Hamd âlemlerin Rabbine, salât ve selâm da O'nun pak Rasûlüne olsun.
Bulmaca çözmeyi sever misiniz? Eskiden eve bir bulmaca dergisi girdi mi hemen bir çekişme başlardı: “Çengel benim!”, “Lotus benim!”, “Kare bulmaca benim!” diye. Bu nostaljik giriş umarım sizi hayatın yoruculuğundan geçmişin güzel yıllarına götürmüştür. Bulmacalarda hep çıkardı ‘namaz çağrısı'. Ezan diye yapıştırırdık cevabı. Sahi ezan okunduktan sonra ne olur? O çağrıya icabet edilir değil mi?

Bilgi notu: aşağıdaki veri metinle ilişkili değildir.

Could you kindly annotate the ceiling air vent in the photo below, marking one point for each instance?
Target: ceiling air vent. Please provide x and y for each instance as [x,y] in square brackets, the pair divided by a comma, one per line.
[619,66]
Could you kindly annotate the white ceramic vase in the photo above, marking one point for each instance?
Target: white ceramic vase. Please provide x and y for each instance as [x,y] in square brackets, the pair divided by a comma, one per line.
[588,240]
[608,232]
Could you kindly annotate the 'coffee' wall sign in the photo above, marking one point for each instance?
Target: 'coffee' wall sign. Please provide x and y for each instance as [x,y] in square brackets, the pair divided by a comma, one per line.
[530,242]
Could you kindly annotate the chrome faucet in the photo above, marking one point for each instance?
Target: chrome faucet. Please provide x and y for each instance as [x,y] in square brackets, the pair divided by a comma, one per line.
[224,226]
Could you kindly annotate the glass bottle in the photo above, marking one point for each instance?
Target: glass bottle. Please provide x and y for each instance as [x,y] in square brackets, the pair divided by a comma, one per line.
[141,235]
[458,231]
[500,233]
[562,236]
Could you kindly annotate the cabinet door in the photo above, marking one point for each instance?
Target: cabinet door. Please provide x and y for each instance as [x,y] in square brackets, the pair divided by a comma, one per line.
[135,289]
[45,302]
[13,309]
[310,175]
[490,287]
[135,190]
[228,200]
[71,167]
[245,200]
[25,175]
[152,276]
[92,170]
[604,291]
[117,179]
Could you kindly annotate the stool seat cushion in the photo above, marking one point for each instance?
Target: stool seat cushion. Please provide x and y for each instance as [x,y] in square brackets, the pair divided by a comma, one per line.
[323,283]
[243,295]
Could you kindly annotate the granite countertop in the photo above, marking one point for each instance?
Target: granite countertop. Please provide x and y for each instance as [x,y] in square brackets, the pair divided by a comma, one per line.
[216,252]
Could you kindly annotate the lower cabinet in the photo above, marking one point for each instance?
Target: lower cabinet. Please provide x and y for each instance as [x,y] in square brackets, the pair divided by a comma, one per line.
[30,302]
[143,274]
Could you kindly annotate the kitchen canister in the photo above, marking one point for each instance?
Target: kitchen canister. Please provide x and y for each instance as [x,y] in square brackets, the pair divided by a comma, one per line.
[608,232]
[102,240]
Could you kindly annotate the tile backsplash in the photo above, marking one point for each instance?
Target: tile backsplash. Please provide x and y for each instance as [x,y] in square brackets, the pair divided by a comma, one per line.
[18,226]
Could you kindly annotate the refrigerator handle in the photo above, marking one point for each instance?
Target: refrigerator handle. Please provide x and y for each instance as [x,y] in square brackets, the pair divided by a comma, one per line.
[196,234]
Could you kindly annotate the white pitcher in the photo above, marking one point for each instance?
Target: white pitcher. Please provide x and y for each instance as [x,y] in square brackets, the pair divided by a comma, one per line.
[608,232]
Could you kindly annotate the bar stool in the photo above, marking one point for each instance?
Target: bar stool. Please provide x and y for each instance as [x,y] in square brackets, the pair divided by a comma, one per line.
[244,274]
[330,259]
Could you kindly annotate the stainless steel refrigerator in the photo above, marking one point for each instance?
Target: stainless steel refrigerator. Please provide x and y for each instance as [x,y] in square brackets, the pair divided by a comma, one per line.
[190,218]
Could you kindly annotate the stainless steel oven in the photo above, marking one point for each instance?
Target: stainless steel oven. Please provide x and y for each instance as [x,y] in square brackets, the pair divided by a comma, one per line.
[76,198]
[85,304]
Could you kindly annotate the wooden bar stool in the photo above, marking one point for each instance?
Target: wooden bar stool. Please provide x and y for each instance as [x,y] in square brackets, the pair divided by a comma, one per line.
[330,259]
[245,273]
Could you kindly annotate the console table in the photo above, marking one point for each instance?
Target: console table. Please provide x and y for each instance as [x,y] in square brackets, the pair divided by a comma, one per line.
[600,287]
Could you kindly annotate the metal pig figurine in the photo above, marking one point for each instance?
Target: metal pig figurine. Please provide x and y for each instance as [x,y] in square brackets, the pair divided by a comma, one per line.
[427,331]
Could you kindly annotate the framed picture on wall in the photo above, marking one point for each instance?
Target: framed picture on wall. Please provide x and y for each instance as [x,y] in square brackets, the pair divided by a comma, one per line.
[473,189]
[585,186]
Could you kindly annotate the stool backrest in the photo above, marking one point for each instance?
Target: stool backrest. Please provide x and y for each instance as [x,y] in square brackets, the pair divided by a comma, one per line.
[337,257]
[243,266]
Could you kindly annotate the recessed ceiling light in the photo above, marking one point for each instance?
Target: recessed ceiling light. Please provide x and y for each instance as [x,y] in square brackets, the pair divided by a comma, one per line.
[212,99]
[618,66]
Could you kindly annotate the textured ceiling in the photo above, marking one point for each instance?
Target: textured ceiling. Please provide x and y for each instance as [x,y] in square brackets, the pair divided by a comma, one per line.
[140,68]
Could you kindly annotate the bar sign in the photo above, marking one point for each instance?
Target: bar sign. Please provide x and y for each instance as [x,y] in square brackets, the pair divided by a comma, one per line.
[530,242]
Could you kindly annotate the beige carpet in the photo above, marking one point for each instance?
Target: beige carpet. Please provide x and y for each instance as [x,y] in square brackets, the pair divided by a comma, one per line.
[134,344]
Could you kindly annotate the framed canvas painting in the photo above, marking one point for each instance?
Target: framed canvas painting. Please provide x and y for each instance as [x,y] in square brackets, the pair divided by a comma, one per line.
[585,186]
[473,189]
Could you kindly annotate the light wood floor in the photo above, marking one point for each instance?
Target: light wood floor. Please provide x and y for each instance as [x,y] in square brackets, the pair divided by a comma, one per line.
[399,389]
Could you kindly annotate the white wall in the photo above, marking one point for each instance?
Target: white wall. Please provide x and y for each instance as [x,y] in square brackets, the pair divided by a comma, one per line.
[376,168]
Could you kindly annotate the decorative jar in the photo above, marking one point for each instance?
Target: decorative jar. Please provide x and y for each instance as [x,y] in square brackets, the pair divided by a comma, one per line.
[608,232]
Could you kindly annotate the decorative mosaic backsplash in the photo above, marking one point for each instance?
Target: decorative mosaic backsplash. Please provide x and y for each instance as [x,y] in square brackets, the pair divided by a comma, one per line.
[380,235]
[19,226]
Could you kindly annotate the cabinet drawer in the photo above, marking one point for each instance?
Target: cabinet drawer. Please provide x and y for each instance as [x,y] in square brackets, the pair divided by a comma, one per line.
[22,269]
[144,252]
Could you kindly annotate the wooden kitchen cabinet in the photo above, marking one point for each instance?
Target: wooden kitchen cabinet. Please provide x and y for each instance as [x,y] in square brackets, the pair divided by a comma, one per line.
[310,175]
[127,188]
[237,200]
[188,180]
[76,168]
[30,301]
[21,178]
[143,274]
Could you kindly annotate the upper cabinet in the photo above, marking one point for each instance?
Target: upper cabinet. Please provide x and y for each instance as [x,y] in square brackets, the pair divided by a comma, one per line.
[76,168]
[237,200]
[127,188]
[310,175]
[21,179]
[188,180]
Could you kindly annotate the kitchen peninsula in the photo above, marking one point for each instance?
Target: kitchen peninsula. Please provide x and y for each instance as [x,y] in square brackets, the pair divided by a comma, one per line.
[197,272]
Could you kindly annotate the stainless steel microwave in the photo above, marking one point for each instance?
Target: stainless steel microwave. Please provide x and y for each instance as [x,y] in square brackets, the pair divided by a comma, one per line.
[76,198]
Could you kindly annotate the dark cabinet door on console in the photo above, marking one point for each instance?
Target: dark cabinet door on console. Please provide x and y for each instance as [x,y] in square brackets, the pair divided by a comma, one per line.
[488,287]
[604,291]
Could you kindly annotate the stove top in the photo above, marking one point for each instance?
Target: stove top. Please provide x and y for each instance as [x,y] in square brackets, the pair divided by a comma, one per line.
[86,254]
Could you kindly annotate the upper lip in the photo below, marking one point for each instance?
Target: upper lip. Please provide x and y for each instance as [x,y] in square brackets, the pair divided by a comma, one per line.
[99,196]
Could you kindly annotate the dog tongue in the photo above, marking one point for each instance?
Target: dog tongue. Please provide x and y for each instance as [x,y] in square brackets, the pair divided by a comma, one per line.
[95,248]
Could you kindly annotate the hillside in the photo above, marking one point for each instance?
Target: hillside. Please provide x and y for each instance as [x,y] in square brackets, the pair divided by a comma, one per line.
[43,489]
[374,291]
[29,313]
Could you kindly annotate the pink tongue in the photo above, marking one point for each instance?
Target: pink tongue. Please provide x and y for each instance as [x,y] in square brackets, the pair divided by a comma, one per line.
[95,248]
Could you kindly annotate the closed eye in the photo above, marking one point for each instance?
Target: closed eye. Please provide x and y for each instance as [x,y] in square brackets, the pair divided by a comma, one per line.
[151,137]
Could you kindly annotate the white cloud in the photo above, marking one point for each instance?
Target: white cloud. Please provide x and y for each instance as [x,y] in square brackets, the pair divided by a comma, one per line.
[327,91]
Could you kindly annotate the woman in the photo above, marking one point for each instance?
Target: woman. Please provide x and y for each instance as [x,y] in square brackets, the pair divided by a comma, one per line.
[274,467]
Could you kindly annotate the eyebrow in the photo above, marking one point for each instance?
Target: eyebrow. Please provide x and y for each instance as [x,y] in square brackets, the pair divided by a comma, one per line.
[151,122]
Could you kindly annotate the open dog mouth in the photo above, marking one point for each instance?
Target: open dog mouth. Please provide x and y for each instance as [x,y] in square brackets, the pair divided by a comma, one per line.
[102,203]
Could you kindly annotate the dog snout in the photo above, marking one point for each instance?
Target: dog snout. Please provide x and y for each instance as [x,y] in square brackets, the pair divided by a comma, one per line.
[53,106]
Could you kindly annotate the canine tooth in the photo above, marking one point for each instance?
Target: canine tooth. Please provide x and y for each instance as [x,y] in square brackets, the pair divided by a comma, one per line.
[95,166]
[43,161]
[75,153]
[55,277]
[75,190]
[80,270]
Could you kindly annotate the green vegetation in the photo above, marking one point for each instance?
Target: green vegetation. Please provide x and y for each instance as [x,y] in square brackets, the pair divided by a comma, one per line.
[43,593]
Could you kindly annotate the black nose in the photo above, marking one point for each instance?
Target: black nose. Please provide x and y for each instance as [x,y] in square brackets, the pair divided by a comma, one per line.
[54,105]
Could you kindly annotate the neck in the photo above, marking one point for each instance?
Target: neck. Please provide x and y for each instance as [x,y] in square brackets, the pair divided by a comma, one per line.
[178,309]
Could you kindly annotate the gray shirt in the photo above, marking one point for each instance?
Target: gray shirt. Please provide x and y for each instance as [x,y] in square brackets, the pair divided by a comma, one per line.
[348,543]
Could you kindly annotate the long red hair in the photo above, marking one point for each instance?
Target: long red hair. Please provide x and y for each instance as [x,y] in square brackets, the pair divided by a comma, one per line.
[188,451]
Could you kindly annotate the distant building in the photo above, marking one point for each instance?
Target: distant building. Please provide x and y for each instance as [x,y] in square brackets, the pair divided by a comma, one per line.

Namaz çağrısı gibi, bir sürü şeyin çağrısı var artık. Sağduyu çağrısı, kardeşlik çağrısı, itidal çağrısı vs. Bu çağrıların en çok İslam ümmetini ilgilendiriyor olması çok acı… Bu çağrıların en ağırı da Vahdet Çağrısı... Bugüne kadar ‘Birlik olmalıyız.' demeyen bir tane bile hoca bulamazsınız. Hani bir şeye çağrı yapıldıktan sonra o şey için toplanılırdı? Ezan okununca namaza durulur gibi, vahdet çağrısından sonra neden vahdet gerçekleşmiyor yüz yıla yakındır? Yemen'e Müslüman kardeşimiz dediklerimiz kast etmiş, bebekler bile açlıktan ölüyor. Tutup da elini “Dur kardeşim!” diyemiyoruz. Suriye'de kardeşlerimiz birbirini yiyor. “Yapmayın, kardeşsiniz!” diyemiyoruz. Myanmar'da olanları seyrediyor, birkaç da vahdet çağrısı yapıyoruz. Kimsenin birlik olup da zalimlerin karşısına dikilmeye cesareti ya da özgüveni yok.
Vahdet çağrısını yapıyorsunuz iyi hoş da, bu çağrıya icabet edecek olan Müslümanlar nereye gidecek? Bazen diyorum ki ‘Şu vahdet çağrısına katıl!' Ama katılacak bir topluluk, bir araya gelecek insanlar ve toplanma mekanı vallahi bulamıyorum. Hocalar! Hocaefendiler! Allah rızası için, yaptığınız çağrı için bir araya gelinecek birimler oluşturun. Gereksiz tevazudan Allah'a sığının.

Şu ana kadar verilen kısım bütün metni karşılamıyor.